Я был далек от того, чтобы сочувствовать Марку Дюнкеру. Это, несомненно, означало, что мне предстоит долгий путь.
Дюбре встал с места:
— Пойдем, я тебя провожу. Уже поздно.
Я попрощался с Катрин, которая посмотрела на меня как на подопытного кролика, и пошел следом за ним. Мы шли по саду вдоль замка, которому закатное солнце придавало загадочный вид.
— Можно себе представить, как трудно содержать в порядке дом и такой большой парк. Наверное, у вас много слуг.
— Да, действительно непросто.
— Но я бы не чувствовал себя дома, если бы вокруг все время сновали посторонние люди. Они здесь находятся и днем, и ночью?
— Нет, они уходят около десяти вечера. По ночам я в доме один.

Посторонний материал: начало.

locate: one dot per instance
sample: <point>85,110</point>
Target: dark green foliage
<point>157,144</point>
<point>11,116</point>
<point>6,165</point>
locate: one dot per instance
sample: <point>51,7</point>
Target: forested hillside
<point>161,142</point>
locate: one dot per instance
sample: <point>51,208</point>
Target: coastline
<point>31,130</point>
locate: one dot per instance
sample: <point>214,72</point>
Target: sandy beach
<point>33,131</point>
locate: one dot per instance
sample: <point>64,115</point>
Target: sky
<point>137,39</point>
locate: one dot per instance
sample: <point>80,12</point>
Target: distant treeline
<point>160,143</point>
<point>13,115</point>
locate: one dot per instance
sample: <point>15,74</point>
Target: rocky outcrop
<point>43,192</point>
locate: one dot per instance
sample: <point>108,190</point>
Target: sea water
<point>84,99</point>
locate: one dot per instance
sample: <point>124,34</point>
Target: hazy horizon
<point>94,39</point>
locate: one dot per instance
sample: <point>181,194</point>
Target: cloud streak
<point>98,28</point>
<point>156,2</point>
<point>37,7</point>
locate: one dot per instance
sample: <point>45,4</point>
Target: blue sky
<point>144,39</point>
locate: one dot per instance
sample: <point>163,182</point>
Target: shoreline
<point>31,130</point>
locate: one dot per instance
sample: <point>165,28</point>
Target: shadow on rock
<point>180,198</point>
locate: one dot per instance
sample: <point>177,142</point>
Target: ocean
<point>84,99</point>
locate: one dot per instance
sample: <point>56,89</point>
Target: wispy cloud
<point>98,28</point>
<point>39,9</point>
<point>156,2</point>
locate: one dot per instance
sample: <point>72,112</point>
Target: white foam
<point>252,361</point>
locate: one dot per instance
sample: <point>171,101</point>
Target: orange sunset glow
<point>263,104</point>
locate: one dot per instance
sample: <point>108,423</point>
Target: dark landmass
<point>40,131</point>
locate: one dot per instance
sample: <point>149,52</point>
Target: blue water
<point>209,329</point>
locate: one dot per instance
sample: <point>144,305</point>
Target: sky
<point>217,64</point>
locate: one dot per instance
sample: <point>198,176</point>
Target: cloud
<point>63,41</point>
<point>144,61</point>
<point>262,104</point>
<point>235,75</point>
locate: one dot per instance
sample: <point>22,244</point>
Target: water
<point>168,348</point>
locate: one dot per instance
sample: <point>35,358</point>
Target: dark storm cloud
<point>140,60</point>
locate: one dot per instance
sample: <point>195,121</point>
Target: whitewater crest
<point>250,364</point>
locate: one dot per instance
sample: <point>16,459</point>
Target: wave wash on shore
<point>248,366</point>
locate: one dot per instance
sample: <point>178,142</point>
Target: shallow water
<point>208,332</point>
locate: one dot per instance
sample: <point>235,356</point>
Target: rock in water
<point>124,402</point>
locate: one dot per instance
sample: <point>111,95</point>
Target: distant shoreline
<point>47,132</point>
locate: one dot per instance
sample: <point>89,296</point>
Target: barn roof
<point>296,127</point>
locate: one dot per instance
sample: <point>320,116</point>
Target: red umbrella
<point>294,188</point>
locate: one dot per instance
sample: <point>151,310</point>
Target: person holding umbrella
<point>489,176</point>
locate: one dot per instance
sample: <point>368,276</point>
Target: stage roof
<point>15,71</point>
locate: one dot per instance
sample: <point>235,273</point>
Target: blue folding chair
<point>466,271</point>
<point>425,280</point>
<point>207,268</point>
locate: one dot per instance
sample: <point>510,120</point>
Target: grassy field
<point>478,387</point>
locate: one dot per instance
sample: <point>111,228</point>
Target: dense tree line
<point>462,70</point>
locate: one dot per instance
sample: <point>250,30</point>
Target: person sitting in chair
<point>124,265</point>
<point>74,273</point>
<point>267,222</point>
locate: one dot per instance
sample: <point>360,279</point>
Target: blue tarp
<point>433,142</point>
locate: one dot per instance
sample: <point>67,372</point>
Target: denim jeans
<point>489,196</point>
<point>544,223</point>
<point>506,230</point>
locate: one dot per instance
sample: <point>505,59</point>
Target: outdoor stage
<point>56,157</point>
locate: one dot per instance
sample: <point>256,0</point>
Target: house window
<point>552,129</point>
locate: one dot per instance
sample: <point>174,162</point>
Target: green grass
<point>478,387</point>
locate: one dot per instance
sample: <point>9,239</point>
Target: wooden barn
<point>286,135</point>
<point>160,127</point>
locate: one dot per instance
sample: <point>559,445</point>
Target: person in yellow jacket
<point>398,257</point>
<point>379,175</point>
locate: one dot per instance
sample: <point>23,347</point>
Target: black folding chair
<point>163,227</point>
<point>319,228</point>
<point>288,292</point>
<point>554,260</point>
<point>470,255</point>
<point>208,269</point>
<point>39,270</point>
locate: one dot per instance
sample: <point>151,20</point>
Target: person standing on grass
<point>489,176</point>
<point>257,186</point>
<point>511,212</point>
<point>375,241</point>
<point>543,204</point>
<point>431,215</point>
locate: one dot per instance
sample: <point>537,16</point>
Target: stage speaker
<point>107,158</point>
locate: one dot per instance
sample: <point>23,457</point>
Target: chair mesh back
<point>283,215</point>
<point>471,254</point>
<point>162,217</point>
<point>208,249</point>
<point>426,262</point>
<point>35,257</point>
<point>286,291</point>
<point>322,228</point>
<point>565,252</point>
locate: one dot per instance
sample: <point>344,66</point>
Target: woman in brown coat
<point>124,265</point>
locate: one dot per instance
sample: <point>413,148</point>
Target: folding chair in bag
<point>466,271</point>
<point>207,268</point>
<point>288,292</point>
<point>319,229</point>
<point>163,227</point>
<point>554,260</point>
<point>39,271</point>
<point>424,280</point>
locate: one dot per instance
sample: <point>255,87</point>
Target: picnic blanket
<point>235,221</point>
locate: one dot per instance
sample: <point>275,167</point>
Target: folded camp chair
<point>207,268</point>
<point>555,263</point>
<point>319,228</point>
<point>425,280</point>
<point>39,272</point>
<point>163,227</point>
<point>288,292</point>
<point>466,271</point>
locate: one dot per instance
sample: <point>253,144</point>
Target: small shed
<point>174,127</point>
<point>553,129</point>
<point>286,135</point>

Мы проходили возле огромного кедра, который нижними ветвями, как руками в длинных мохнатых рукавах, касался земли. В теплом вечернем воздухе разливался запах смолы.
Мы молча дошли до высокой черной решетки, охранявшей волнующую тишину этого места.
Сталин лежал спокойно, но не сводил с меня глаз, видимо выбирая момент для броска. И тут я вдруг заметил, что за ним стояла не одна, а четыре собачьих конуры.
— У вас четыре собаки?
— Нет, все четыре будки занимает один Сталин. Каждый день он выбирает себе для ночлега новую конуру, и никто не знает, где он будет спать. У него ярко выраженная паранойя…
В свете уличных фонарей, проникавшем сквозь парк, его лицо выглядело бледным.
— Мне бы хотелось узнать еще одну вещь, — сказал я, прерывая молчание.
Да?
— Вы занимаетесь мной, и я вам за это признателен. Но мне хочется быть… свободным. Когда вы освободите меня от обязательств?
— Свободу надо завоевать!
— Скажите когда. Я хочу знать сроки платежа.
— Узнаешь, когда будешь готов.
— Перестаньте играть в кошки-мышки. Я должен наконец узнать. В конце концов, я главное лицо, причастное к этому делу.
— К этому делу ты не причастен, ты в нем замешан.
— Вы опять жонглируете словами. Причастен, замешан… это ведь одно и то же.
— Вовсе не одно и то же.
— Вот те раз! И в чем же, по-вашему, разница?
— Это как омлет со свиным салом.
— Опять играете словами?
— В омлете со свиным салом курица причастна, а свинья замешана.